Зависимость от нас сделала Онэ кротким учителем. Мальчик, засыпавший над его дощечками, никогда не получал от него пощечину; он только должен был следующим утром стащить какой-нибудь лакомый кусок для старика. Иногда сын торговца зерном приносил кувшин пива. В такие дни мы все напрягали внимание, потому что старый Онэ вдохновенно рассказывал нам удивительные истории о других мирах: о Селестии Муте, о Творце, о Пта и богах, окружавших его. Мы хихикали, полагая, что отвлекли его от наших трудных заданий и утомительного писания иероглифов на весь остаток дня; только позднее я осознал, что Онэ был более мудрым учителем, чем мы думали. У него была цель, ради которой он рассказывал нам легенды, проникнутые благочестием его детской души: они знакомили нас с обычаями Древнего Египта. Ни один злой поступок не оставался в них безнаказанным. Перед высоким троном Озириса неумолимо взвешивалось сердце каждого человека. Того смертного, чьи греховные деяния обнаруживались на весах бога с головой шакала, бросали Пожирателю, – полукрокодилу, полугиппопотаму, но он был страшнее того и другого.

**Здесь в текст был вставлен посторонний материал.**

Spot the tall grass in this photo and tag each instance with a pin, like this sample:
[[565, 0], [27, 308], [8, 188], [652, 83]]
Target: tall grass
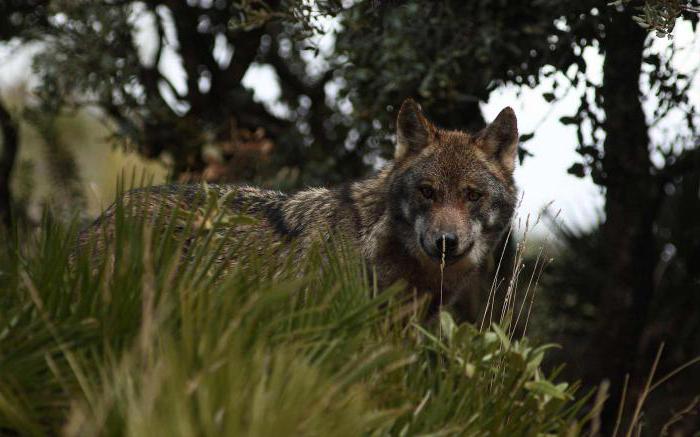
[[149, 340]]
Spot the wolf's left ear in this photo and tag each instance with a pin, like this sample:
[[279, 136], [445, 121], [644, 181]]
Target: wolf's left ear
[[413, 130], [500, 139]]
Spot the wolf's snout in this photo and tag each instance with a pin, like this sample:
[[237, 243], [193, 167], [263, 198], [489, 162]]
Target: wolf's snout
[[449, 244]]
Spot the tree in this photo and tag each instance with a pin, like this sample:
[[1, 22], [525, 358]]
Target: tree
[[453, 53], [211, 127], [18, 20]]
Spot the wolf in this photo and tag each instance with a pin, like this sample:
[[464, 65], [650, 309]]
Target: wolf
[[429, 218]]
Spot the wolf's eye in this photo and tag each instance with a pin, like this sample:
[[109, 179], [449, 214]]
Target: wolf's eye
[[472, 195], [427, 191]]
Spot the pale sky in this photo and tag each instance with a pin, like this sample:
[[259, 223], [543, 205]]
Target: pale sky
[[542, 178]]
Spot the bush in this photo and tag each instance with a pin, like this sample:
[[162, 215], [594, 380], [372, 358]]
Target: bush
[[146, 341]]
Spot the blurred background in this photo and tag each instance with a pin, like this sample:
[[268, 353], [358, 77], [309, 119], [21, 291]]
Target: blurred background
[[288, 94]]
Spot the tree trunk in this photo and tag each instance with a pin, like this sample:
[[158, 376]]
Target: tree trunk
[[630, 209], [10, 141]]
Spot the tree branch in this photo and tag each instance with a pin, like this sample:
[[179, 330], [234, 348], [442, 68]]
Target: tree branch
[[10, 135]]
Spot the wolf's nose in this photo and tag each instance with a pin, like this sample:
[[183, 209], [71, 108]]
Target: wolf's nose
[[450, 243]]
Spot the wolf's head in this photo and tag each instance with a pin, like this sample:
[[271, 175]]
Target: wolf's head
[[450, 190]]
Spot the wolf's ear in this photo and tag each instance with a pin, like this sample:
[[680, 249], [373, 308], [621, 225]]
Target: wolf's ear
[[500, 139], [413, 130]]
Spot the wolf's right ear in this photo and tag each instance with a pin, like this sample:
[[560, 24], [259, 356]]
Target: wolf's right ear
[[413, 130]]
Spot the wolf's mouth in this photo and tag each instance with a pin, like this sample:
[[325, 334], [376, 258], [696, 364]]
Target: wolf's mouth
[[450, 258]]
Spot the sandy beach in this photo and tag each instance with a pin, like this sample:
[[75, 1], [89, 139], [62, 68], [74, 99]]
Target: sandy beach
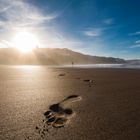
[[39, 103]]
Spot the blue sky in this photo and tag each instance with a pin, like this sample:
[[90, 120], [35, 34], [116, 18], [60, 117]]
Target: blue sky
[[96, 27]]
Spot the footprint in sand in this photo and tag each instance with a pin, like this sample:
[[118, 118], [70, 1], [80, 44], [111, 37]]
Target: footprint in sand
[[57, 116]]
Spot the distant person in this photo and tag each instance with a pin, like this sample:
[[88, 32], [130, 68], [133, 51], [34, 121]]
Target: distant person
[[72, 63]]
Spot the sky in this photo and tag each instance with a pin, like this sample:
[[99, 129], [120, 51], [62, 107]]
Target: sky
[[97, 27]]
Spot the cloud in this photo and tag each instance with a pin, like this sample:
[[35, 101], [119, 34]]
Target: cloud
[[137, 42], [135, 33], [93, 32], [108, 21], [135, 46], [19, 13]]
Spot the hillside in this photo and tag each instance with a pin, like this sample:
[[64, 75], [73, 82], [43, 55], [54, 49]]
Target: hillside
[[55, 56]]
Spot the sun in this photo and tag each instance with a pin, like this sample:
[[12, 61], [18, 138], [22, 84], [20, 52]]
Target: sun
[[25, 41]]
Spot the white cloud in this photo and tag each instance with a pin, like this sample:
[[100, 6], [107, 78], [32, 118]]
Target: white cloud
[[93, 32], [135, 46], [137, 42], [108, 21], [135, 33], [19, 13]]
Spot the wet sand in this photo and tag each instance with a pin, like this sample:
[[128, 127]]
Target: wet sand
[[69, 104]]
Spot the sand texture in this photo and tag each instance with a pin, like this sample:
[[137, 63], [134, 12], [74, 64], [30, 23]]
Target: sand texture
[[40, 103]]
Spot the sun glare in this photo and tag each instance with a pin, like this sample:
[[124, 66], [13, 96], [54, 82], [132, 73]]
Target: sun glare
[[25, 41]]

Он рассказывал также о том угрюмом, страшном, глядящем назад перевозчике, без помощи которого ни один смертный не достигал Полей блаженных. Когда он греб, лицо его было обращено к корме, он никогда не смотрел вперед, как земные лодочники на Ниле. Онэ заставлял нас повторять наизусть фразы, которыми можно было бы подкупить и умилостивить перевозчика: он учил нас выписывать их, а потом воспроизводить по памяти, исправляя наши ошибки, мягко предостерегая нас, что малейшая неточность уничтожит все наши шансы на счастливую загробную жизнь. Если бы мы вручили Глядящему Назад письмо, содержащее хотя бы пустяковую ошибку, мы были бы обречены блуждать во веки веков подобно теням у берегов этих мрачных вод или, хуже того, нас поглотили бы чудовищные бездны царства смерти.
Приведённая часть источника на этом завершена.